The Poor Aren't Lazy; They're Barred From Wealth
I was raised middle-class, but my parents were Depression babies who knew what it is like to wear hand-me-downs and eat meat at most once a week. In our house, using profanity did not earn anywhere near the opproprium that disparaging the poor did.
In my life, I have never missed a meal or lacked a decent home. I have also never seen anyone work harder than poor people do. It's a rule of thumb: the harder, more difficult, more disgusting, and more essential the work, the less money people get for doing it.
Think about it: garbage men, farmworkers, janitors, ditch diggers, patient aids in hospitals and nursing homes, fry cooks and restaurant wait-staff, retail cashiers, clerks and receptionists, call-center workers, fast-food counter-people, hotel maids, factory line workers, grocery baggers. Hard, nasty, thankless work that pays next to nothing.
If you think any of those jobs are easy, or not worth more money, you obviously haven't done it or tried to live on minimum wage.
Anat Shenker-Osorio at the Christian Science Monitor:
Americans are in deep denial about our wealth inequality. In the US, the richest fifth have 84 percent of the wealth – and most of us don’t consider this to be a problem. In fact, we don’t even guess at the distribution close to correctly. In a recent poll by Duke’s Dan Ariely and Harvard’s Michael Norton, respondents thought that lucky fifth has more like 59 percent of all US wealth and favor them owning just 32 percent of it.Read the whole thing.
But our blindness to the amount of inequality and its effects on our society isn’t pure ignorance or apathy. It’s at least partly a function of how we talk about the issue. We say things like “the wealth gap” and “bridge the gulf” – phrases that obscure some basic truths about inequality.
It’s automatic and necessary to explain the world in metaphors – to describe abstractions by comparing them to concrete things. In the case of inequality, we’re characterizing the differences between the rich and the poor as though they’re objects affixed on opposite sides of a chasm. But viewing inequality as an economic canyon makes it hard to argue for policies that might actually diminish it. A canyon, after all, is a natural formation.
“Gap” isn’t a stirring call to action; it’s a clothing store. It may provide a ready image of where we are, but it says nothing about how we got here. Studies of cognition and decades of experience tell us that when we don’t provide an explanation, our audiences will fill one in themselves.

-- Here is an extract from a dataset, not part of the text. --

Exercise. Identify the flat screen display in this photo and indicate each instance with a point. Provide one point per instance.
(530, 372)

Poor is "bad," wealthy is "good"
In this case, the cause-effect narrative for our “gap” seems to go like this: Those who are poor have chosen this condition. Whether it’s character flaw (lazy bum), moral failure (welfare queen), inherent defect (the bell curve), or all of the above, this story tells us what have-nots have not is ambition or intelligence.
It’s no accident that we routinely refer to the wealthiest as the “top” and the rest as the “bottom.” In English, good is up and bad is down. That’s why we say, “things are looking up” and “she’s down in the dumps.” No wonder we pull ourselves up (not forward or along) by our bootstraps. Calling certain folks upper class implies they are worth more not just materially but also morally.
Inequality isn't an individual choice
If being rich or poor is understood as the result of differential effort, then we can conclude each category is simply a lifestyle choice. Inequality is then a sign that our economy is doing exactly what it should – rewarding the deserving and motivating the lazy. And the line of reasoning continues: Since there’s nothing wrong with this, there's nothing anybody should do about it.
We use this “gap” language all the time. And then we wonder why the statistics we cite, the graphs we generate, and the examples we offer of widening inequality don’t raise the eyebrows, let alone the ire, of many in our audiences. Using this language tacitly degrades individuals and makes current conditions seem natural. By employing it, we blind the public to the fact that inequality isn't an individual choice. Rather, it’s the direct result of the rules financial and political elites have crafted for their own enrichment.
Let's flip this "poor equals lazy" lie around and start telling this truth:
The rich are parasites. In today's America, nobody "earns" real wealth; it's handed to them by inheritance, investment windfalls or government subsidy.
Don't respect the rich - look down on them for not working for a living.